On a peine à encore l’imaginer : Ahmed Ouyahia, l’homme si suffisant, dont le cynisme est légendaire, sans pareil, cumulant presque sans interruption les procès et les condamnations. À lui seul, depuis sa disgrâce en avril 2019 et le début des procès qui ont ciblé certaines figures du système “Bouteflika”, dans la foulée de la chute du président déchu, il cumule plus d’un demi-siècle d’emprisonnement.

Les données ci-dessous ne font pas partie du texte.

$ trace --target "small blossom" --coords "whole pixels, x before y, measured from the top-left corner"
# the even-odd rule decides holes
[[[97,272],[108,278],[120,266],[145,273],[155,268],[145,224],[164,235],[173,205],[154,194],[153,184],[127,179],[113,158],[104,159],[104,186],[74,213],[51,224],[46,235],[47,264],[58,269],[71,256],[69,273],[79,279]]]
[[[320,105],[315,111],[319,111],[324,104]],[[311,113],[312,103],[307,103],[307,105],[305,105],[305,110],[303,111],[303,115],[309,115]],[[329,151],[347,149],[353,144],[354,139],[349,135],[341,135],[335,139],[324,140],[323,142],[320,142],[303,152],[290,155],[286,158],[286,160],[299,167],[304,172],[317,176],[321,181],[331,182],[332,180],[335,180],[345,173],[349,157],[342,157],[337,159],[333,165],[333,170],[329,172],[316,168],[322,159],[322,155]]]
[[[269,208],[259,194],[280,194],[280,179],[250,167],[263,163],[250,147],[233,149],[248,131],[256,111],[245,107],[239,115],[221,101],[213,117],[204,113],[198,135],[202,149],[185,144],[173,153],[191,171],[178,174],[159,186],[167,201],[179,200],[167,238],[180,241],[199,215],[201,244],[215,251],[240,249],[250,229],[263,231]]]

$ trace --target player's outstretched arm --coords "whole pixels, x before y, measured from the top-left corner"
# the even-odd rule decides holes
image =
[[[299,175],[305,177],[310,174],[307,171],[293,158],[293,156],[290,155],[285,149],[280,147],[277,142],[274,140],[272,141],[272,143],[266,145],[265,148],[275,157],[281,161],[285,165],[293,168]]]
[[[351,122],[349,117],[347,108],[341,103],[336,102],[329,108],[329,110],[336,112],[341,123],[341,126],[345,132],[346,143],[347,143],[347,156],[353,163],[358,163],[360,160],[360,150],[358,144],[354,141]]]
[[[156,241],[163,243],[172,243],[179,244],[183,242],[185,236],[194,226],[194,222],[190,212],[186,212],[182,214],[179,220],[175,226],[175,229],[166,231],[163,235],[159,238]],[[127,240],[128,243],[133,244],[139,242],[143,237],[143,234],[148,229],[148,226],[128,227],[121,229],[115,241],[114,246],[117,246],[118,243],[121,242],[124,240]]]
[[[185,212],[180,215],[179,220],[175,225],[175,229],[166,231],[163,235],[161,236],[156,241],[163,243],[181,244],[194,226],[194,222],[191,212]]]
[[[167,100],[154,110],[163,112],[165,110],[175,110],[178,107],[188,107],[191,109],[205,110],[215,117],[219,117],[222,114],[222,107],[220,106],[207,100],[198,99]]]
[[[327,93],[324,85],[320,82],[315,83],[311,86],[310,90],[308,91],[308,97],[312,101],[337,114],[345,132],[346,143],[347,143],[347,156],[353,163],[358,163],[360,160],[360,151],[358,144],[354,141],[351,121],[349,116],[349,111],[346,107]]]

Il ne se passe quasiment plus une semaine sans que son nom soit cité dans une affaire liée à des faits de corruption. Dernière en date : sa condamnation lundi dernier à 7 ans de prison ferme par le tribunal de Sidi M’hamed dans l’affaire du secteur du tourisme et dans laquelle sont impliqués les deux anciens ministres des Travaux publics Amar Ghoul, Abdelghani Zaâlane, trois anciens walis de Skikda et l’homme d’affaires Mohamed Benfissah dont peu de gens connaissaient le nom il n’y a pas encore si longtemps.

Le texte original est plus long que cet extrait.